La mise en scène du texte de Bernado Carvalho par Antonio Araùjo est exemplaire. Spécialisée dans la reconversion temporaire de lieux improbables (prisons, églises, hôpitaux, fleuve Tietê à Sao Paulo…), Araùjo maîtrise parfaitement l’utilisation des espaces et les techniques connexes.

Comme trame de fond, l’histoire d’une économiste (Claire Bodson) qui vient donner une conférence à Bruxelles, accompagnée par son père (Didier De Neck) qui n’a plus prononcé un mot depuis la mort de son épouse. Fuyant la dictature de son pays, l’homme avait trouvé refuge à Bruxelles des années plus tôt et sa fille espère que ce retour au passé pourra le guérir de l’aphasie dont il est victime. Comme fil conducteur, la langue, les langages, le mutisme et l’incompréhension. Avec l’idée du théâtre comme « méga-église » pour témoigner et conscientiser. Et finalement comme constat, la perte de repères, Bruxelles (et toutes les villes qu’elle symbolise) n’est plus la même et, surtout, ses habitants ont changé.

La succession des saynètes est fluide et maîtrisée. Certaines sont incontournables. Un soir, le père disparaît. Sa fille erre à sa recherche et finit dans un bar sordide, au milieu de la nuit. Ouverture des baies vitrées du bâtiment, mélodie lancinante, ivrognes, drogués, dialogue absurde avec un transporteur d’ordures, l’atmosphère rendue par le metteur en scène transpire de vérité, le spectateur voudrait consommer ou … s’en aller ! Quelques minutes plus tard, forcée de dégager par une horde de SDF mécontents, la foule de spectateurs se retrouve amassée devant l’ambassade d’un pays lointain, manifestant malgré elle. Du balcon, l’ambassadrice propose une récompense pour toute main de politicien coupée et rapportée. La représentation doit cesser ! Y compris ses propres mains, qui la représentent ?

Le texte multiplie les allusions à la Belgique, à son passé (mains coupées sous Léopold II), à son présent (problèmes de langues), au Brésil (FIFA go home), mais aussi au monde entier (mouvement Femen, spectre de la déflation, apologie de l’individualisme, chômage, montée du fascisme, faillite de banques,…). Alors faut-il analyser chacune de ces références ou plutôt s’imprégner du message global qu’elles sous-tendent ? Cette création fait partie du projet « Villes en scène », qui lie désormais Avignon avec d’autres hauts lieux du théâtre. La pièce parle de Bruxelles, de Berlin (ville dans laquelle le groupe était en résidence au moment de l’invitation à rejoindre le projet), de Paris ou de toute autre mégapole. Pourtant les références sont si claires qu’elles suscitent l’interrogation. Quand une équipe brésilienne dénonce l’interdiction d’utiliser le néerlandais dans les tranchées, cela surprend. Mais la mixité culturelle est l’un des objectifs du projet.

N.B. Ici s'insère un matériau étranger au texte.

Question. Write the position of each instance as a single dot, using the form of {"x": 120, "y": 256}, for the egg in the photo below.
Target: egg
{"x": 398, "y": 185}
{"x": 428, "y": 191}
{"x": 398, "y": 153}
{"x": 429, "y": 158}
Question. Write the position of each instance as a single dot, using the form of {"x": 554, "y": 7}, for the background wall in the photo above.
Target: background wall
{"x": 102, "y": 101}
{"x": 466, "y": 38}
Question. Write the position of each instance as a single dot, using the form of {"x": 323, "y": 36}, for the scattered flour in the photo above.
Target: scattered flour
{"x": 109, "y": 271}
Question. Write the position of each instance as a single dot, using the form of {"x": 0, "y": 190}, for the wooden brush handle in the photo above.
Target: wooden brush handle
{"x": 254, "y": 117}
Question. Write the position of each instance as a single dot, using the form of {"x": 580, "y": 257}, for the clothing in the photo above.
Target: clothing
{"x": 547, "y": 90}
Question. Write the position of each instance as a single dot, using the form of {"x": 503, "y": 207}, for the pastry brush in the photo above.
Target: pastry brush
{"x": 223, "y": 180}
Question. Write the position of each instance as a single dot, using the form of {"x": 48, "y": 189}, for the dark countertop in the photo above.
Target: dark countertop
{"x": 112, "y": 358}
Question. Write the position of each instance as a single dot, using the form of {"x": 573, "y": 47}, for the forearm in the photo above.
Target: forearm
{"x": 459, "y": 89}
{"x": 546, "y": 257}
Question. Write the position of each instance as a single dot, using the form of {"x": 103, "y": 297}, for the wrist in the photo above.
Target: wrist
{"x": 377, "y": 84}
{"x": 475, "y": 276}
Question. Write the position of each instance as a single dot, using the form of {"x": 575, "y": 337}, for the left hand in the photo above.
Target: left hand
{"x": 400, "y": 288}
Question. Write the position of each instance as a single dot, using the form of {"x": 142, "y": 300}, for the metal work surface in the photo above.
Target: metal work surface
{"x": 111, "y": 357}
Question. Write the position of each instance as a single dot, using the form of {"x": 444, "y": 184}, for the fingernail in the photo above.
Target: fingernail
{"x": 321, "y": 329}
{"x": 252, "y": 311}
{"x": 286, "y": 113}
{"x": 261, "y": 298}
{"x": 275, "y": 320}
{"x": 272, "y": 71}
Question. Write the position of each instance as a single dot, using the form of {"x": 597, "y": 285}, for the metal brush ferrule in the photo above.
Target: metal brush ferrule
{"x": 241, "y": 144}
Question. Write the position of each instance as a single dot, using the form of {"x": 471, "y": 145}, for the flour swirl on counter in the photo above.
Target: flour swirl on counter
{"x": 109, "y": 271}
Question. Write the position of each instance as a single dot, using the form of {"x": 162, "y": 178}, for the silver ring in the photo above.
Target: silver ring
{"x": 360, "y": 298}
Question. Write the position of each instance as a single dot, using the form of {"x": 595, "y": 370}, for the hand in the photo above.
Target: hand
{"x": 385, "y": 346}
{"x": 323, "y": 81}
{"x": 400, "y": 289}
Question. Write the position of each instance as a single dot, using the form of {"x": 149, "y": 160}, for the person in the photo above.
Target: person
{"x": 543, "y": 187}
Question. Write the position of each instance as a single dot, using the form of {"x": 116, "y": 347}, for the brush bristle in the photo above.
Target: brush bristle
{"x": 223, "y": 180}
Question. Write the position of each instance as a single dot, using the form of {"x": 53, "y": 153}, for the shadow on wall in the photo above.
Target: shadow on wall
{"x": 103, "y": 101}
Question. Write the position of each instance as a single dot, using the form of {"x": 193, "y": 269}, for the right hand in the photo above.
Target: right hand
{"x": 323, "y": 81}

Théâtre témoin ou accusateur ? L’accumulation de faits ne nuit-elle pas au propos ? Chacun se fera son idée mais ne sortira pas indemne de la représentation : le but est atteint et l’exploitation du lieu mérite sans conteste cinq étoiles. Ce spectacle, qui sera présenté au festival d’Avignon dans l’Hôtel des Monnaies, mérite indéniablement le détour.